What emotions did these three experiences evoke?  

Maybe the first evoked horror, but also taught me that life is complex. The rooster who had started out so cute and cuddly turned into a monster that chased me around and ate baby bunnies.  We ate that rooster soon after that incident, with my complete approval. And my Daddy, who'd chosen to feed him the bunnies. Well, I still loved him after the horror he'd put me through. Life is complex.

The second experience taught me firm determination, the value of never, ever giving up.  You don't let go, even when you think you can't take another second. You save yourself when your car goes into a skid. You finish grading those papers even if you don't sleep a wink. You FIND a way to send your son to that expensive college.  You don't spare yourself and you don't give up.

The third experiences? Well, humbleness, and also determination again. I read tons of books growing up, and lived in other people's heads and worlds. I learned early that life offered more, but I'd have to reach for it. I determined to teach myself how to be comfortable out in the world.  Even though I almost (abd) completed a Ph.D. in English, I still have to watch the way I speak. Hopefully, my son is much more comfortable in the world than I will ever be.

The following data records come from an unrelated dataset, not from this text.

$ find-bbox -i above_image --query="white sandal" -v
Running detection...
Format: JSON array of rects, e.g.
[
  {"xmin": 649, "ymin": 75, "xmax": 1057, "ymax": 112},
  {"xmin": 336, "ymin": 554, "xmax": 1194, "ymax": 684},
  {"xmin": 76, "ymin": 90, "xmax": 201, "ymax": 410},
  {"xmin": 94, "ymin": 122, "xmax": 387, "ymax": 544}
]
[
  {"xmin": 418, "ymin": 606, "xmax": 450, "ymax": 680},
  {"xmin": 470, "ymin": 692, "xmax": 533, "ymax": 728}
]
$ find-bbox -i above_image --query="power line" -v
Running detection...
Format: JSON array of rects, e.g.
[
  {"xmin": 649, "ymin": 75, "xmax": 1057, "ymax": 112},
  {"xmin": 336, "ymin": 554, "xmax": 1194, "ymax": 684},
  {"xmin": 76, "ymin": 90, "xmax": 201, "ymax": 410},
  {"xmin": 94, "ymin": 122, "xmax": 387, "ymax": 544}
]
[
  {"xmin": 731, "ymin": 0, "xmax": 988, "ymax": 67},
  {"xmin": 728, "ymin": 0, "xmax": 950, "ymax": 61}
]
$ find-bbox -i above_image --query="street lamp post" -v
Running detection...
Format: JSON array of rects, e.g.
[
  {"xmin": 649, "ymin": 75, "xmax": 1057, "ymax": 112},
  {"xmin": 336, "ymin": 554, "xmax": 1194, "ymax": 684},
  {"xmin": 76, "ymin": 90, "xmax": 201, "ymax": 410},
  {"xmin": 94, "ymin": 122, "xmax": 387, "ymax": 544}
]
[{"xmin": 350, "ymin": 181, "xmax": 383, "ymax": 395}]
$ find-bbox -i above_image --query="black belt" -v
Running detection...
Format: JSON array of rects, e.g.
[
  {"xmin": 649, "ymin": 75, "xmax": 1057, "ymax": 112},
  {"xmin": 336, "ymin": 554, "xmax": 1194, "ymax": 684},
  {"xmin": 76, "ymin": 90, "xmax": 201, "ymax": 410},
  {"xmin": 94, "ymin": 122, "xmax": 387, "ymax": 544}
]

Was there a common emotion that each experience evoked?  I'm not sure. From them I learned acceptance and determination.  Is it an emotion that makes you grit your teeth and dig in when you could give up?  Is it an emotion that makes you look forward, not backward or to try not to judge others? It's something.

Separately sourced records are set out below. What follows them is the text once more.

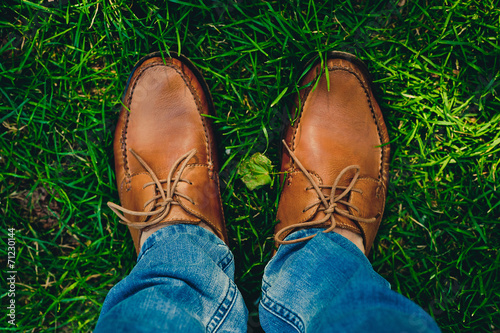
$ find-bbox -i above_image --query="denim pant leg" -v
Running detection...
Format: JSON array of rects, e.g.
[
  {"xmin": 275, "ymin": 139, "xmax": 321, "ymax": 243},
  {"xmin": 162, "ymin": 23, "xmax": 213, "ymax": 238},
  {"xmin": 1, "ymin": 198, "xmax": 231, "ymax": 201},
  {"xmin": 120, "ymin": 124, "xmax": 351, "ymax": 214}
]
[
  {"xmin": 259, "ymin": 229, "xmax": 439, "ymax": 333},
  {"xmin": 94, "ymin": 224, "xmax": 248, "ymax": 333}
]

The next step in our exercise is asking what book I've written that was easiest to finish, who was the most compelling character and what are his or her five strongest characteristics (focusing on emotions). Well, I haven't quite finished my first book, but I'm choosing it. 

In my book, my most compelling character is the heroine, Hadley.  She is impulsive, open to life, goal driven, and confused by her upbringing. I guess, in some ways, that describes me too.  My character starts out thinking life is not terribly complex and that her mother had settled into a comfortable life where denying most emotions made her happy. Hadley learns a lot about her dead mother's emotions...and her own.

But the thing that I learned from this exercise was not really this answer.  It made me think about strong emotion itself.  

I once read  that a book should be like sex.  Or like classical music. The action should swell and grow, and rise and fall, and there should be crescendos and lulls. And of course the grand finale. I realize now that emotions should do the same, maybe even more so than the action. My book is full of emotions, grief, desire, curiosity, fear, joy, as Hadley learns about her mother and herself. 

I didn't think much about the pattern until I worked on this exercise. Now I will consciously play with it, and, if this book is a success, remember to create a different rhythmical, emotional (and complex) pattern for each of my books in the future.